The movie in question: Shallow Hal, in which Hal (Black) is hypnotized to see women’s inner beauty. That means he finds plus-sized Rosemary (Gwyneth Paltrow) conventionally beautiful, even though the rest of the world sees her as obese. Adding to the “comedy” — Paltrow wore a fat suit for many scenes to play Rosemary’s girth for extra-large laughs. 

Whatever the movie’s good intentions — if you look past the weight, you just might fall in love! — audiences didn’t buy the fatphobic jokes. It’s hard to swallow the movie’s premise that beauty is only skin-deep when it’s so heavily invested in gags about breaking chairs and outsized splashes in the swimming pool.  

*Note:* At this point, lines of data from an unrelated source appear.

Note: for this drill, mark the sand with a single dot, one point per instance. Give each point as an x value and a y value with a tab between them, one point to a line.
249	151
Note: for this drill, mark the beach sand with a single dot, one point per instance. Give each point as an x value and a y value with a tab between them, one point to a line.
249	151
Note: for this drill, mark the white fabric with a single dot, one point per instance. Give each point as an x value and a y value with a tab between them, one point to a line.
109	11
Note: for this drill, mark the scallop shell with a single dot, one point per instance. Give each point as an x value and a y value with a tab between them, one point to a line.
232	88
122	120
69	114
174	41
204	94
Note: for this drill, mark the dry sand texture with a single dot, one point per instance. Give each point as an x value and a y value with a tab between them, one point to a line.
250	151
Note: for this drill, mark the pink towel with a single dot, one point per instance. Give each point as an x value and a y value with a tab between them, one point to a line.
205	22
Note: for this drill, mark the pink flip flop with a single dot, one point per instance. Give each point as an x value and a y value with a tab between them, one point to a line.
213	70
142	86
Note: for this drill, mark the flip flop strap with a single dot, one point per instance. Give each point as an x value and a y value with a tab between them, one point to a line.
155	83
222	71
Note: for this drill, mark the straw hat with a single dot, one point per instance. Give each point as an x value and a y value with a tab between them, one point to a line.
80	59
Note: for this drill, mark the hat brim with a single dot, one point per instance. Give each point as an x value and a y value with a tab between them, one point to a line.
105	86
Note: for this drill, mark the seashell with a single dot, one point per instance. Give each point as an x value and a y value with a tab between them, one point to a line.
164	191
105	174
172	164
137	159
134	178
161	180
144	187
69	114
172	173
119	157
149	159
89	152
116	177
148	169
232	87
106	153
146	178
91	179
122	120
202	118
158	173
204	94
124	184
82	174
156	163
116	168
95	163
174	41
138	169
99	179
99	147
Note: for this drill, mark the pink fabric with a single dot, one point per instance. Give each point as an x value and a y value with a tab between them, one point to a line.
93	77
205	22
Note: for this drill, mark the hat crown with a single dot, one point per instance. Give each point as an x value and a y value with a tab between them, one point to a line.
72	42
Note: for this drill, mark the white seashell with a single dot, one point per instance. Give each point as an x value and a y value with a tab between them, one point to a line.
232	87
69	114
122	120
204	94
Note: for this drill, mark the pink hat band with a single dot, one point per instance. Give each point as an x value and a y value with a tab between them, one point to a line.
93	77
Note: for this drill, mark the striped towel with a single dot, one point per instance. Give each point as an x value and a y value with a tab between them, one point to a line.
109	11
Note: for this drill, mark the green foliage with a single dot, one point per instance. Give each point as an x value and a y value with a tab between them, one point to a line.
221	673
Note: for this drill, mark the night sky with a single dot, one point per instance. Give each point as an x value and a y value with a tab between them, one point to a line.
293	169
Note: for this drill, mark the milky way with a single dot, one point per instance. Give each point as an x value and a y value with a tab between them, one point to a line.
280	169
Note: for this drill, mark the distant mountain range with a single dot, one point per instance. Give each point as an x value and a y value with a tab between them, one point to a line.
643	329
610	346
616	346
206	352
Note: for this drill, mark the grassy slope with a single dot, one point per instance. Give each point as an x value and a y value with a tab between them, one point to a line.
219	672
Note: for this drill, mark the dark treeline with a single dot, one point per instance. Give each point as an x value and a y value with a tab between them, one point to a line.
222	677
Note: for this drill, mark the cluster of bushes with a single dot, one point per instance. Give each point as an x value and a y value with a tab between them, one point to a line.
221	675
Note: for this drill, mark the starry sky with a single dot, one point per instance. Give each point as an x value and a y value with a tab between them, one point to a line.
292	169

Black wasn’t the only one who had a lousy experience making Shallow Hal. “The first day I tried the fat suit on, I was in the Tribeca Grand, and I walked through the lobby,” Paltrow told The Guardian in 2006. “It was so sad. It was so disturbing. No one would make eye contact with me because I was obese. I felt humiliated. For some reason, the clothes they make for women that are overweight are horrible. I felt humiliated because people were really dismissive.”

Poor Paltrow. But she didn’t have it nearly as bad as Ivy Snitzer, the young actress hired to play Paltrow’s body double in the movie. While the filming experience was positive, “it didn’t occur to me that the film would be seen by millions of people,” she told The Guardian last year. “It was like the worst parts about being fat were magnified. And no one was telling me I was funny.”

Strangers approached Snitzer on the street, attacking her for promoting obesity. “I got really scared,” she said. “I was like, maybe I’m done with the concept of fame, maybe I don’t want to be an actor. Maybe I’ll do something else.”

Given the tremendous blowback Shallow Hal has received over the years, it’s no wonder Black regrets his decision to get in the comedy bed with the Farrelly family. Which begs the question: Why is Black reteaming with Bobby Farrelly on this year’s Dear Santa if he’s so ashamed of their first collaboration? 

As he plays the holiday big man, let’s at least hope he’s foregoing the fat suit.